Another option, which was initially explored for modelling the QCD background in this analysis, was to only simulate events that pass a selection at parton level, e.g. with two or more high energy b-quarks. This could provide a radical reduction on the total computing time needed for simulation, especially if combined with the approximate simulation techniques described in Section 2.3.2, because the associated cross section can be greatly reduced. However, such generator level filtering is difficult to implement in a way that relevant events are not omitted after the event selection. Because of that, the desired level of modelling accuracy could not be achieved with this method.
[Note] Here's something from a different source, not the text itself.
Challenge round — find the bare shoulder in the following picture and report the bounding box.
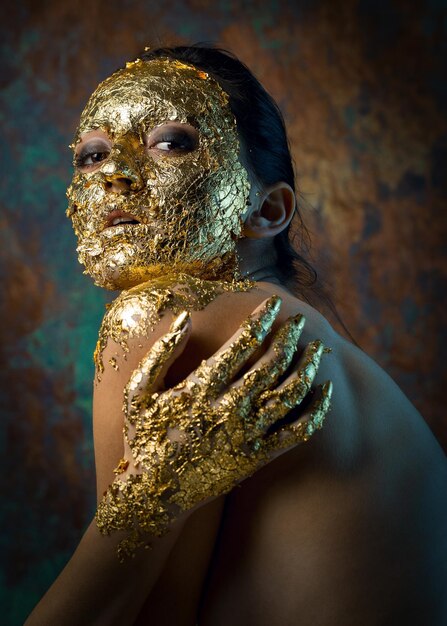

The previously mentioned reasons motivate the direct used of real data to estimate the background contribution, as discussed in Section 3.1.4.2. Data-driven background estimation can be notoriously difficult and often several assumptions about the properties of the background have to be made. For example, the corresponding search by the ATLAS collaboration [168], models the background contribution with an independent data sample characterised by the same trigger and selection but for the looser requirement of only two b-tagged reconstructed jets. These events are then re-weighted using a factor that accounts for the probability that QCD processes produce two additional b-tagged jets, where the mentioned weight is also obtained from a data side band where not significant signal is expected. While that approach is proven effective when using the reconstructed \(M_\textrm{H}\) distribution for inference, it cannot be easily extended to a situation where all the multi-dimensional features of the data require to be precisely modelled, as is the case when the output of a probabilistic classifier is used as the summary statistic.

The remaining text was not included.